2005 Annual Meeting
(4da) Computational Studies of Activated Processes in Complex Systems
Author
Kinetics has long been a cornerstone of chemical engineering, and kinetics concepts will likely retain their central importance as chemical engineers seek solutions to future problems. In the past two decades, electronic structure theory, molecular mechanics, and Monte Carlo techniques were extensively used in conjunction with transition state theory and molecular dynamics. The combinations of theoretical and computational techniques allowed the calculations of observables such as rate constants and diffusion constants from molecular level information. The impact of computation in chemical engineering has largely been its role in testing molecular level mechanisms. This paradigm will likely remain true, but increasingly, applications are requiring more sophisticated methods. Transition path sampling, committor analysis, and Bayesian inference molecular dynamics, and many other new methods have been developed to treat the dynamics of complex systems. These methods have been demonstrated on a number of challenging example problems. Recent applications have begun to use these methods for truly complex processes where the important dynamic variables are a priori unknown.
A number of challenging applications remain for these new methods. Likewise, a number of challenges remain in applying these methods. For example, generalized methods for choosing order parameters are needed. For nucleation of condensed phases, order parameters should capture local order much like the Steinhardt and tetrahedral order parameters that are used for water-ice systems. However, a general method is needed to systematically design order parameters from the structure of stable phases. It would also be useful to have a systematic way of removing redundancy from a large collection of order parameters.
Additionally, methods to obtain reaction coordinates from an ensemble of transition pathways are needed. A major problem in applications of transition path sampling studies is to identify the reaction coordinate. Typically, a reaction coordinate is assumed as one order parameter, or a combination of the order parameters.

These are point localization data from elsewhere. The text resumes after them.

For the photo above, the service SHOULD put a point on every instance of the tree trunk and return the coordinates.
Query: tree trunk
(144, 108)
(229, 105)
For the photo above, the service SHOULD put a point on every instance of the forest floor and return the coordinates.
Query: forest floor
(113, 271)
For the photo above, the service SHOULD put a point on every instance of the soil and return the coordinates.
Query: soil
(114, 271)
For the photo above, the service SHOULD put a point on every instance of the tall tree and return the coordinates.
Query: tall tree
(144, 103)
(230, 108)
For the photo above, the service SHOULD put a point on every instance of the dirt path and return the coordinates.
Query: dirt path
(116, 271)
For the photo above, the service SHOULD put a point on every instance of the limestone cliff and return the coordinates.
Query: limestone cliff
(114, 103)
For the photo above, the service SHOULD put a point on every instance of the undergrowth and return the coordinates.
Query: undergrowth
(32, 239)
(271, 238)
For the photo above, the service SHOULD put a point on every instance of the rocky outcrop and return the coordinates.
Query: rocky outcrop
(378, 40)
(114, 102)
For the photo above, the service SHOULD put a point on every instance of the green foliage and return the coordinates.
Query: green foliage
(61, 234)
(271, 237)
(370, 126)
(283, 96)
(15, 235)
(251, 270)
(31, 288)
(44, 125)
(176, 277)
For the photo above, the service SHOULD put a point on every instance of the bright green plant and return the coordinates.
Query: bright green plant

A committor analysis is then performed to determine whether the assumed reaction coordinate is correct. This trial and error approach has worked adequately for example problems, and, given some insight, it also works for very complex problems. However, truly challenging applications will likely require a more systematic approach.
These systematic approaches will allow an exciting new collection of applications. Chemical engineering already has significant overlap with the biotech industry. Here, a wide range of applications require an understanding of reactions that involve conformational changes of proteins and other biological macromolecules. Additional applications involve crystal nucleation and growth from solution, and complex catalytic mechanisms for which traditional methods are insufficient.
These are all processes for which a potential energy surface exists. However, transition path sampling does not actually require a potential energy surface. Some "activated" processes are initiated more generally by the occurrence of rare fluctuations. A general method to identify "reaction coordinates" from a set of order parameters would have far reaching applications to many stochastic processes. A powerful formalism of this sort could be generally useful to identify the nature of fluctuations that affect binary outcomes such as apoptosis or cell survival, extinction or species survival, bankruptcy or financial stability, etc.